Bob Boone was drafted by the Philadelphia Phillies in the sixth round (126th overall) of the 1969 amateur draft after attending Stanford University where he was admitted to the Zeta Psi fraternity. He was brought to the majors in late 1972. While Boone never had excellent hitting numbers, he was a phenomenal defensive catcher, committing only eight errors and allowing only three passed balls in the 1977 season. Boone made the National League All-Star team three times in a Phillies uniform and helped the team win the 1980 World Series.
In 2005, Boone was inducted into the Philadelphia Baseball Wall of Fame.

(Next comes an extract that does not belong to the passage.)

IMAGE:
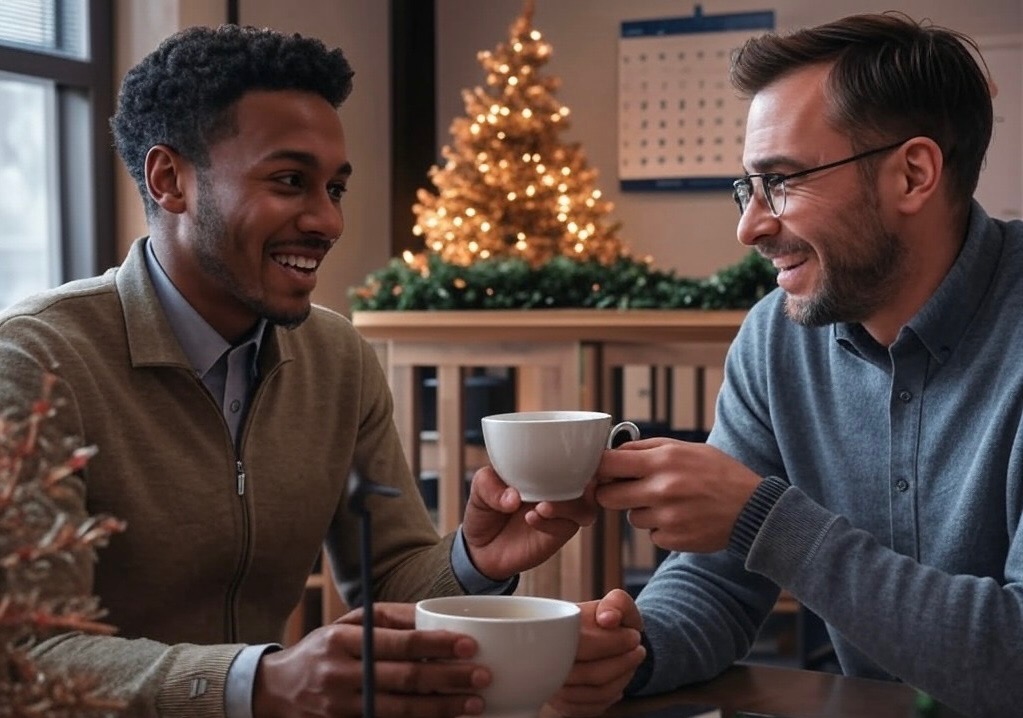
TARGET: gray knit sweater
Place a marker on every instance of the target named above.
(901, 527)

In 1982, the Phillies decided to trade the veteran catcher to the California Angels following an unproductive year from Boone and also as a possible retaliation for Boone's key role in leading the players in negotiations during the 1981 Major League Baseball strike. However, Boone rebounded by throwing out 21 of the first 34 steal attempts and helping the Angels to the AL West title. In 1983, he made his fourth and final All-Star appearance.
As a free agent, Boone signed with the Kansas City Royals, but a broken finger in 1990 led to his retirement at age 42 following his shortened season.

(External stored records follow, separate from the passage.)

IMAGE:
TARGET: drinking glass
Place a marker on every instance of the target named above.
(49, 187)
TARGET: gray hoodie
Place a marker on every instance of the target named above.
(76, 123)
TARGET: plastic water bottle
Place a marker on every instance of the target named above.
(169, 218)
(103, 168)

Boone was a career .254 hitter with 105 home runs (HR) and 826 runs batted in (RBI), in 2,264 games. He was selected an All-Star in 1976, 1978-79, and 1983. Boone was one of the top defensive catchers of his era, winning seven Gold Glove awards. He caught 2,225 games in a 19-year big league career, a record which was later broken by Carlton Fisk (2,226) (the record currently held by Iván Rodríguez, with 2,427). Boone caught 117 shutouts during his career, ranking him tied for 13th all-time among major league catchers.

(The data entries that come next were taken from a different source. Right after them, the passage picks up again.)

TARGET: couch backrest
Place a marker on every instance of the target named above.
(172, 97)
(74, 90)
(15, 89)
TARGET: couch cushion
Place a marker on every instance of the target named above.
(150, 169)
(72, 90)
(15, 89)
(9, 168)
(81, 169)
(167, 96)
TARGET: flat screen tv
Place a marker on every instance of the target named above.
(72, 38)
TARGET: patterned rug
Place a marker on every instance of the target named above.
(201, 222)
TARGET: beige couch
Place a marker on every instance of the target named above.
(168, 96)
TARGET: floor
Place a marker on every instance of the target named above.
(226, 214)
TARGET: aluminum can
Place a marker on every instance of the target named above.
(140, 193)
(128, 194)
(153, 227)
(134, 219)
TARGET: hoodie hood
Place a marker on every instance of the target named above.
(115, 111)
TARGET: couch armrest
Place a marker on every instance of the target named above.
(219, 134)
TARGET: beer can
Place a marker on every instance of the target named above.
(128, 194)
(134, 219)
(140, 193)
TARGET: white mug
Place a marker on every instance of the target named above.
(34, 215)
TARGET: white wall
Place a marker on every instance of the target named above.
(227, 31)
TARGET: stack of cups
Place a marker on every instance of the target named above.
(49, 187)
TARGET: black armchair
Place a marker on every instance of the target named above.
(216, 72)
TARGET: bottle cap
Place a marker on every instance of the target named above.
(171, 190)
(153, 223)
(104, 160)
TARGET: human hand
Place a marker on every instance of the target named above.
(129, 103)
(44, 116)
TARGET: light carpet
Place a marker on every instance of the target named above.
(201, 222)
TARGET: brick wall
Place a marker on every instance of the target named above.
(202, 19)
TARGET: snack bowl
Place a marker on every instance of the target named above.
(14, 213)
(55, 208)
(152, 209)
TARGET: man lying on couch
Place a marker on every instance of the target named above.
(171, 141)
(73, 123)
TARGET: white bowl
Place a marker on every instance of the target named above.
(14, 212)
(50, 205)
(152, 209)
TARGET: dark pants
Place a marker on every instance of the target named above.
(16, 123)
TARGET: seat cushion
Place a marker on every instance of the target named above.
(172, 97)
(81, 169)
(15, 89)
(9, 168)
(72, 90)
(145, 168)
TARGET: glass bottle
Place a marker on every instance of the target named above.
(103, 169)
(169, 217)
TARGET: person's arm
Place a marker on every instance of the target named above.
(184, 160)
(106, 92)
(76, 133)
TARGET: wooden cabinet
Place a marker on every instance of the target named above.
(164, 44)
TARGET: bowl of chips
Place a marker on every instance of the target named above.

In 1990, just after Boone retired as a player, a group trying to bring an MLB franchise to Orlando (called the Orlando SunRays) hired him to be its first manager. The job was contingent on Orlando being awarded a National League franchise to begin play in 1993; the NL instead chose Miami and Denver.
Boone returned to the Royals in 1995 as the team's manager but was let go during the 1997 season after a third straight sub-.500 season. In 2001, he was hired to be the skipper of the Cincinnati Reds, replacing Jack McKeon. However, after another two and a half sub-.500 seasons, the Reds replaced Boone with Ray Knight, on July 28, 2003.
|Team||Year||Regular Season||Post Season|
|Won||Lost||Win %||Finish||Won||Lost||Win %||Result|
|KC||1995||70||74||.486||2nd in AL Central||-||-||-||-|
|KC||1996||75||86||.466||5th in AL Central||-||-||-||-|
|KC||1997||36||46||.439||5th in AL Central||-||-||-||(fired)|
|CIN||2001||66||96||.407||5th in NL Central||-||-||-||-|
|CIN||2002||78||84||.481||3rd in NL Central||-||-||-||-|
|CIN||2003||46||58||.442||5th in NL Central||-||-||-||(fired)|
He currently serves as Assistant General Manager and Vice President of Player Development for the Washington Nationals.
Besides his baseball family, Bob and his family are descendants of American pioneer Daniel Boone. Bob Boone and his wife, Susan Boone, have three sons. Two of his sons, Aaron Boone and Bret Boone, are former Major League Baseball players.
Bob Boone's extended family are considered sportsmen. His mother, Patsy Boone, was a synchronized swimmer who swam with Esther Williams in the movies. His sister Terry Boone was a champion swimmer, and his brother Rod Boone was a college baseball star who played Triple-A ball in the Astros and Royals organizations.